We are inevitably going to have even more online meetings in the future. So it’s important to not get lost or lose context with all the information around us.
Just think about one of last week’s meetings. Can your team really recall everything discussed on a call??
When no one remembers exactly what was discussed during an online meeting, the effectiveness of these calls are reduced materially.
Many meeting leaders take hand-written notes to memorialize what was discussed to share and assign action items. However, the act of manually taking notes causes the note-taker to not be fully present during the call, and even the best note-takers miss key points and important dialogue.
Fixing meeting knowledge loss
In 1885, Hermann Ebbinghaus claimed that humans begin to lose recently acquired knowledge within hours of learning it. This means that you will recall the details of a conversation during the meeting, but, a day later, you’ll only remember about 60% of that information. The following day, this drops to 40% and keeps getting lower until you recall very little of the specifics of the discussion.

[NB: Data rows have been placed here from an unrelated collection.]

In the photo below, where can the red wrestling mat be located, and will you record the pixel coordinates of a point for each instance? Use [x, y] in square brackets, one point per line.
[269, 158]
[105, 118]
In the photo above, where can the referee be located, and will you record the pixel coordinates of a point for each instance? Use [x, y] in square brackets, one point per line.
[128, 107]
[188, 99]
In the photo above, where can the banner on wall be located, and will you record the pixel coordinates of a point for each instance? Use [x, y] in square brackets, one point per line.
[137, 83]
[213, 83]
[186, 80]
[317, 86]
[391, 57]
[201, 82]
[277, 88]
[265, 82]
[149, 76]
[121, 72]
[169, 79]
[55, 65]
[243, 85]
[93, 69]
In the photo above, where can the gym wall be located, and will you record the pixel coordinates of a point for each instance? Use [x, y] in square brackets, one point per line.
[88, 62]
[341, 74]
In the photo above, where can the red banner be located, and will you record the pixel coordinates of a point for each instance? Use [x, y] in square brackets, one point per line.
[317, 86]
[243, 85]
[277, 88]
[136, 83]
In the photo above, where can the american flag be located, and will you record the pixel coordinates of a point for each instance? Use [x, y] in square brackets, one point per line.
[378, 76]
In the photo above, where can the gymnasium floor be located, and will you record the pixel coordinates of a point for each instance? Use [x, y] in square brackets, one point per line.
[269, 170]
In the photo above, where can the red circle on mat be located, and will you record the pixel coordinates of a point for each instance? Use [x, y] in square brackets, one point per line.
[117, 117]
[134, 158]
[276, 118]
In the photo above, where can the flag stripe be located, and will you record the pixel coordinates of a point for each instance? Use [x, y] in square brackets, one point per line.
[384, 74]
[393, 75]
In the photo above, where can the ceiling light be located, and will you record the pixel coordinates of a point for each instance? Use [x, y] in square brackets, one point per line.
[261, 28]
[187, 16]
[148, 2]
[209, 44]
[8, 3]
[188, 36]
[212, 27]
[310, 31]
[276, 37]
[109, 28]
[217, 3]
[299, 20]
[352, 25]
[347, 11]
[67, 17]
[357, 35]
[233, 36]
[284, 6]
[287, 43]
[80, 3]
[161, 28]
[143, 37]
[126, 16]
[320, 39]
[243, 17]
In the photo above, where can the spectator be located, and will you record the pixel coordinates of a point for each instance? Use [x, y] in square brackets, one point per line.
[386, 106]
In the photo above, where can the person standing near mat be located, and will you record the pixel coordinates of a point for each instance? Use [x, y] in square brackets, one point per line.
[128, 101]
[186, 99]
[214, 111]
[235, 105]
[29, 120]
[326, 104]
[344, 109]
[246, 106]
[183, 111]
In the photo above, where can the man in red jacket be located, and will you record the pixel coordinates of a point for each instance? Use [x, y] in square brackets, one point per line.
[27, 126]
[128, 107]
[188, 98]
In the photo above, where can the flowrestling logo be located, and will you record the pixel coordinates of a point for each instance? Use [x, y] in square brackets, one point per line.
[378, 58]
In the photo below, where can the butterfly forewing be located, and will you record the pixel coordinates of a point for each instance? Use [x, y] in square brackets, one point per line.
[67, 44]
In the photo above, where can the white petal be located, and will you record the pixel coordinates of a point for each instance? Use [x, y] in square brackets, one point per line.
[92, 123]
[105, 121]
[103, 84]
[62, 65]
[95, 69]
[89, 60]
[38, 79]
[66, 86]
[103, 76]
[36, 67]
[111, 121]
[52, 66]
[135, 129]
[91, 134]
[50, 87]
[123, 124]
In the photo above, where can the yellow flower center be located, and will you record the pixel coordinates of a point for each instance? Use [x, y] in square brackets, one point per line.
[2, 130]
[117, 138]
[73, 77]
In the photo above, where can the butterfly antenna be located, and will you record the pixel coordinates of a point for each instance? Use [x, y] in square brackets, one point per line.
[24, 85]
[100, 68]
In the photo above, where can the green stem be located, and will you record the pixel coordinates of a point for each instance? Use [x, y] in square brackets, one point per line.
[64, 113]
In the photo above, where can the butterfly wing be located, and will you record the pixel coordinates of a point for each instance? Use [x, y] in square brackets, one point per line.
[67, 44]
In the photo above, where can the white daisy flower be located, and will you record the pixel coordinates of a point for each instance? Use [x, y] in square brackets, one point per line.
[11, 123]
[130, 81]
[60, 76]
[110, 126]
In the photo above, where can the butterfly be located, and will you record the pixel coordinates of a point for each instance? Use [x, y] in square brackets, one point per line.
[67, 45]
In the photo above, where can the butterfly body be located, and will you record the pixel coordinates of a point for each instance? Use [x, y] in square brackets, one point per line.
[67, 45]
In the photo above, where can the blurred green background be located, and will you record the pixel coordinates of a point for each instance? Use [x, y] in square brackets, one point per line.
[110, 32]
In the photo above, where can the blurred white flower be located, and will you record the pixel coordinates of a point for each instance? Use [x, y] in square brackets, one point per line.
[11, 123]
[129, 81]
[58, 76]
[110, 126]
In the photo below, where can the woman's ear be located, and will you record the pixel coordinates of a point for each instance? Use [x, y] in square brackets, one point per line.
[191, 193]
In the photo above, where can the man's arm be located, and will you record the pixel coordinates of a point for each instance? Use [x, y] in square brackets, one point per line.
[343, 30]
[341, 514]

Automatically transcribe meetings so that they can be reviewed and shared after the call. This approach helps us access important details discussed during a meeting, allowing for accurate and timely follow up and prevent misunderstandings or missed deadlines due to miscommunication.
Many studies have showed that people are generally more likely to comprehend and remember visual information as opposed to when they’re taking part in events/meetings that solely rely on audio for information sharing.
Meeting transcriptions provide participants with a visual format of any spoken content. It also allows attendees to listen and read along at the same time. This makes for increased focus during meetings or events, and improved outcomes post-meeting.
Having meeting transcript technology available to work seamlessly with all online meeting applications allows for unlimited transcriptions without having to utilize expensive cloud services.
At Krisp, we value privacy and keep the entire speech processing on-device, so no voice or audio is ever processed or stored in the cloud. This is very important from a security perspective, as all voice and transcripted data will be on-device under the users control.
It’s quite a big challenge to make transcription technologies work on-device due to constrained compute resources available vs cloud-based servers. Most transcription solutions are cloud-based and don’t deliver the accuracy and privacy of an on-device solution.. On-device technologies need to be optimized to operate smoothly, with specific attention to:
- Package size
- Memory footprint
- CPU usage (calculated using the real-time factor (RTF), which is the ratio of the technology response time to the meeting duration)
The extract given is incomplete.